Empujé sus piernas a cada costado de mis brazos sin dejar de mirar sus hermosos ojos avellana. Tomándome mi tiempo comencé a introducir mi pene húmedo en su culito todo dilatado, mientras cerraba los ojos y gemía, la expresión de su cara era fascinante, sus dientes apretados y sus labios separados. Inclinó sus caderas para ejercer más presión sobre mi pene dándome permiso para entrar por completo. Poco a poco entrando y saliendo, deslizándome cada vez con más ímpetu.

—Sí —gimió.

Ese era el aviso que necesitaba, puse sus piernas en mis hombros, me incliné y besé sus labios apasionadamente. Empecé a moverme más rápido, embistiendo una y otra vez contra su cuerpo sin dejar de besarlo. Gimiendo aún más fuerte, sentía el sudor de su frente en la mía, volvió a gemir aún más fuerte, gritó y sentí como mi abdomen fue llenado por su semen caliente, cerré los ojos y me rindí ante la dicha de acabar dentro de él.

Luego de unos segundos sin apartar mi frente de la suya finalmente logré tumbarme a su lado en la cama.
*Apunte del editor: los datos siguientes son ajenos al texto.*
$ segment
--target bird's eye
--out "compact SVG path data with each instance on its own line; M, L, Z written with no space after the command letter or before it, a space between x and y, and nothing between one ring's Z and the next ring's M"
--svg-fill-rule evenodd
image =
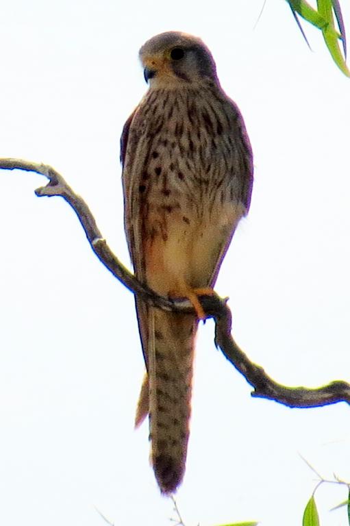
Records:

Jadeamos sin aliento y tratando de recuperar el aliento nos miramos, sonrió, sonreí, me besó suave, lo tomé por la cara y lo besé fuerte.

—Me encantas —susurró.

—Tú a mi me vuelves loco— sonriendo nuevamente y su sonrisa me devuelvió el aliento—. Te parece si te quedas a dormir conmigo esta noche, no quiero que me dejes, no hoy.

—Está bien.

Estiró sus brazos y acomodé mi cabeza en su pecho sudado mientras acariciaba mi cabello.